Allow me to acquit myself.

Two weeks ago, a friend asked if we were interested in purchasing a half-bushel of tomatoes. Without hesitation, Anthony and I said, “YESSS!!” Given how much we spend on swanky San Marzano canned tomatoes for making sauces and pasta dishes, it seemed like a steal to buy a load of fresh tomatoes for $20 and peel and can them ourselves.

Sooner than we expected, of course, the tomatoes arrived. And let me tell you, a half-bushel seems like a lot more when it’s sitting on your kitchen counter than it does in romantic can-your-own-veggies world. We sat down to talk through the canning process and realized that we didn’t know how to can, we didn’t have any of the stuff to do it, and neither of us was particularly interested in gestating botulism. So, we decided to do what we do best: freeze.

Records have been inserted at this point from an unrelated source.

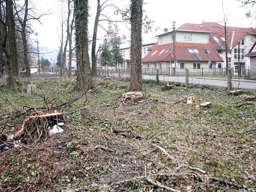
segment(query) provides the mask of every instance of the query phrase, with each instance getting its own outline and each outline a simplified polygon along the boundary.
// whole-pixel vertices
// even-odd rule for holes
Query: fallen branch
[[[115,152],[115,151],[113,149],[109,149],[109,148],[107,148],[106,147],[103,147],[103,146],[101,146],[101,145],[96,145],[95,147],[95,149],[102,149],[103,151],[108,151],[108,152],[110,152],[111,153],[113,153],[114,152]]]
[[[134,181],[134,180],[139,180],[141,179],[144,179],[144,178],[147,177],[158,177],[161,176],[165,176],[166,177],[178,177],[181,176],[182,175],[185,175],[189,174],[188,173],[159,173],[158,174],[149,174],[147,175],[143,175],[143,176],[138,176],[132,178],[132,179],[126,179],[125,180],[120,181],[117,182],[115,184],[116,185],[119,185],[122,183],[124,183],[129,181]]]
[[[151,185],[153,185],[154,186],[155,186],[158,188],[164,189],[165,189],[166,190],[169,191],[172,191],[172,192],[180,192],[180,191],[176,190],[168,187],[165,186],[164,185],[161,185],[160,184],[158,184],[156,183],[155,183],[153,181],[150,179],[148,179],[146,180],[147,182],[149,183]]]
[[[145,156],[149,154],[149,153],[153,153],[153,152],[155,152],[156,151],[157,151],[159,149],[157,148],[155,148],[154,149],[152,149],[152,150],[150,150],[150,151],[148,151],[148,152],[146,152],[143,153],[142,154],[142,155],[144,156]]]
[[[238,105],[236,106],[236,108],[237,108],[238,107],[241,107],[243,105],[254,105],[254,106],[256,105],[256,104],[255,104],[255,103],[252,103],[252,102],[245,102],[244,103],[242,103],[239,105]]]
[[[230,181],[226,181],[222,179],[220,179],[220,178],[218,178],[217,177],[209,177],[209,179],[213,181],[217,181],[219,183],[221,183],[226,184],[227,185],[232,185],[232,186],[234,186],[234,187],[235,187],[236,188],[244,188],[244,186],[243,185],[239,185],[238,184],[236,184],[236,183],[233,183],[233,182],[231,182]]]
[[[169,158],[171,159],[172,160],[174,160],[175,159],[173,157],[172,157],[171,156],[171,155],[170,155],[170,154],[169,153],[168,153],[166,151],[165,151],[165,150],[164,148],[163,148],[161,147],[160,147],[159,146],[157,146],[157,145],[156,145],[155,144],[152,144],[152,145],[153,145],[153,146],[154,146],[156,147],[158,149],[159,149],[162,152],[163,152],[163,153],[164,153],[166,155],[167,157],[168,157]]]

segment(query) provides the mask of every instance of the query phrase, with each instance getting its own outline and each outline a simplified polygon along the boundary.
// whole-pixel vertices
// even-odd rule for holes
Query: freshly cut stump
[[[26,117],[20,129],[14,134],[15,139],[29,138],[34,142],[32,145],[35,145],[50,137],[48,127],[57,124],[59,120],[68,122],[65,113],[44,113],[36,109],[35,111]]]
[[[133,101],[138,101],[142,99],[144,97],[143,94],[140,92],[127,92],[124,94],[124,96],[125,97],[124,100],[124,102],[126,100],[130,100]]]
[[[206,108],[209,107],[212,104],[211,102],[204,102],[200,104],[200,106],[203,108]]]
[[[242,89],[236,89],[233,91],[229,91],[228,93],[230,95],[237,95],[241,94],[243,92],[243,90]]]

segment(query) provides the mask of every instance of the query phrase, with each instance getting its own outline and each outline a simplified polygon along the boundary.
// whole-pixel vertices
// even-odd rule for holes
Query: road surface
[[[113,74],[112,74],[113,75]],[[118,74],[114,74],[115,76],[118,76]],[[129,74],[122,74],[122,76],[129,77]],[[142,78],[144,79],[156,79],[155,76],[142,75]],[[185,83],[185,76],[159,76],[160,81],[180,82]],[[189,77],[189,83],[193,84],[201,84],[216,85],[227,87],[228,86],[228,80],[227,79],[214,78],[211,77]],[[256,81],[234,79],[232,80],[232,86],[234,87],[245,89],[256,89]]]

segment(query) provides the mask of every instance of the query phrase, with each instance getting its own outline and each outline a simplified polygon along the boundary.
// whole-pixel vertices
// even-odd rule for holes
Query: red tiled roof
[[[224,61],[216,51],[209,44],[177,43],[176,45],[176,59],[178,60]],[[173,60],[173,43],[160,45],[158,45],[157,43],[156,44],[150,48],[152,49],[150,52],[142,59],[142,62],[145,63]],[[195,48],[197,50],[199,53],[191,53],[188,52],[187,48]],[[172,48],[172,50],[168,53],[164,53],[164,52],[169,48]],[[208,49],[210,53],[206,53],[203,49]],[[164,49],[165,50],[160,54],[159,54]],[[156,51],[157,52],[151,56]]]
[[[201,28],[200,26],[203,27],[203,28]],[[227,39],[229,49],[230,48],[230,44],[232,43],[231,41],[233,31],[235,32],[231,49],[233,49],[237,44],[238,42],[241,41],[247,34],[256,34],[255,30],[252,28],[245,28],[227,27]],[[220,38],[221,37],[225,37],[225,36],[224,27],[217,23],[205,22],[203,24],[185,23],[177,29],[195,31],[203,30],[211,31],[212,33],[209,36],[209,43],[211,46],[215,49],[225,49],[225,42]],[[215,41],[212,37],[217,37],[219,42]]]
[[[256,45],[256,41],[255,41],[253,45],[251,47],[250,50],[246,55],[244,56],[244,57],[255,57],[256,56],[256,52],[252,52],[253,48]]]

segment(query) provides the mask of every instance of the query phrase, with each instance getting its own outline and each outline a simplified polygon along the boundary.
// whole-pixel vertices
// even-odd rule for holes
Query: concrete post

But the freezer was, of course, full. Really full. A few minutes and a Google search later, we found ourselves in the checkout at Home Depot with a chest freezer.  And a few minutes after that—feng shui be damned—the chest freezer was in the living room/dining room, quietly nestled up next to the kitchen island. (In my defense, it’s a small chest freezer.)

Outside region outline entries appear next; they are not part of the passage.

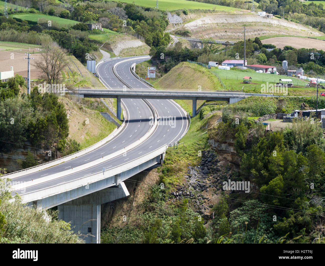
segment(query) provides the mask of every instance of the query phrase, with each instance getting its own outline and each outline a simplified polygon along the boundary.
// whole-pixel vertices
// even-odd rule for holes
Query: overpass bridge
[[[131,84],[149,89],[130,68],[150,58],[103,60],[96,66],[97,74],[107,90],[132,90]],[[120,104],[125,121],[102,141],[70,155],[1,177],[11,180],[12,195],[18,194],[28,206],[57,206],[58,218],[71,222],[87,243],[100,242],[101,205],[128,195],[128,179],[161,165],[168,145],[178,141],[188,128],[188,114],[172,100],[128,98],[122,99]],[[158,122],[159,116],[169,116],[176,118],[172,125]]]
[[[175,38],[178,39],[182,39],[189,41],[190,42],[195,44],[201,44],[201,48],[203,48],[203,44],[222,44],[224,45],[233,45],[235,43],[234,42],[229,42],[228,41],[218,41],[214,40],[205,40],[204,39],[199,39],[198,38],[193,38],[190,37],[183,37],[181,36],[176,36],[175,35]]]
[[[75,88],[77,89],[78,88]],[[196,101],[202,100],[207,101],[227,101],[233,103],[240,101],[245,97],[245,94],[235,91],[198,91],[198,90],[157,90],[144,88],[126,89],[112,88],[95,89],[82,88],[79,88],[78,93],[81,97],[110,98],[117,99],[117,116],[120,117],[121,99],[147,99],[174,100],[191,100],[192,117],[196,114]],[[66,91],[71,94],[75,93]]]

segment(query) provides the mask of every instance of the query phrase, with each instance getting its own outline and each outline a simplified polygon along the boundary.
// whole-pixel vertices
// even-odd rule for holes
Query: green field
[[[121,34],[119,32],[116,32],[104,28],[103,28],[103,32],[104,33],[102,34],[90,34],[88,35],[88,38],[103,43],[108,40],[110,36],[113,35]]]
[[[7,3],[7,10],[8,11],[10,11],[10,8],[14,9],[15,8],[18,8],[18,10],[20,11],[21,6],[17,6],[16,5],[14,5],[13,4],[10,3]],[[3,10],[5,9],[5,2],[4,1],[0,1],[0,10]]]
[[[48,20],[52,21],[55,21],[62,25],[74,25],[78,23],[78,22],[75,20],[72,20],[71,19],[62,19],[58,17],[55,17],[52,16],[48,16],[43,14],[17,14],[10,15],[14,19],[17,19],[21,20],[26,20],[31,21],[34,23],[37,22],[37,19],[41,18],[45,19]]]
[[[312,2],[314,2],[314,4],[316,5],[319,5],[320,4],[322,4],[325,7],[325,1],[305,1],[303,2],[303,4],[305,4],[306,5],[309,5]]]
[[[40,48],[41,47],[41,45],[36,44],[14,43],[12,42],[0,41],[0,51],[23,53],[31,50],[36,49],[36,48]],[[30,48],[31,48],[30,50]],[[22,51],[20,51],[21,50]],[[37,50],[35,50],[34,53],[37,52],[37,52]]]
[[[299,37],[299,38],[309,38],[309,37],[307,36],[296,36],[293,35],[284,35],[281,34],[277,34],[274,35],[268,35],[266,36],[261,36],[258,38],[260,38],[260,40],[265,40],[266,39],[274,38],[276,37]],[[323,35],[322,36],[315,36],[313,37],[312,38],[317,39],[318,40],[325,40],[325,35]]]
[[[221,78],[222,82],[226,85],[226,89],[232,90],[241,90],[244,86],[243,92],[246,93],[261,93],[261,85],[266,85],[266,82],[269,84],[276,83],[279,82],[280,79],[290,79],[292,80],[294,88],[288,88],[288,95],[308,95],[313,94],[314,88],[306,88],[305,85],[309,82],[300,79],[295,77],[286,77],[279,75],[257,73],[252,70],[247,70],[247,71],[236,70],[225,70],[212,68],[213,71],[215,71]],[[243,83],[242,79],[245,76],[249,76],[252,78],[251,83]],[[281,94],[267,93],[275,95]]]
[[[156,0],[122,0],[118,2],[132,4],[134,3],[136,5],[142,6],[150,7],[156,7]],[[218,11],[231,12],[236,10],[239,10],[238,8],[218,6],[211,4],[200,3],[187,0],[159,0],[158,7],[161,9],[168,9],[171,11],[173,10],[184,9],[202,9],[215,10]]]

And so we spent a good part of Sunday scoring the tomatoes and plunging them into boiling water, and then peeling, seeding, and chopping them. Some of the chopped tomatoes went straight into the freezer for future sauce making. Others continued their journey into two big vats of sauce we had simmering away on the stove.

Here is what I’ve learned from making sauce from fresh tomatoes, particularly varieties that are better suited for salads than sauces:

1. You have to simmer for a loooooong time.
2. You have to season the sauce very well.
3. In order to develop complexity and richness, be prepared to use meat or red wine—preferably both.
4. Don’t wear anything you like…you will be covered in tomato guts.

We seasoned, and reduced, and seasoned, and reduced, and finally ended up with two amazing tomato sauces, one meat and the other veggie. And it all went into the freezer for those difficult nights when dinner seems like a Herculean effort and the siren call of take-out is luring us into the Land of Bad Choices.

Exhausted but happy at the end of the night, I went out back to the dumpster with my white t-shirt heavily splattered with bright red tomato juice, the chest freezer box in one hand, and a big black trash bag full of tomato skins and kitchen waste in the other.

It must’ve been the big, stupid grin on my face (really, I love a hard day’s work in the kitchen), because the neighbors eventually smiled weakly and did not call 911.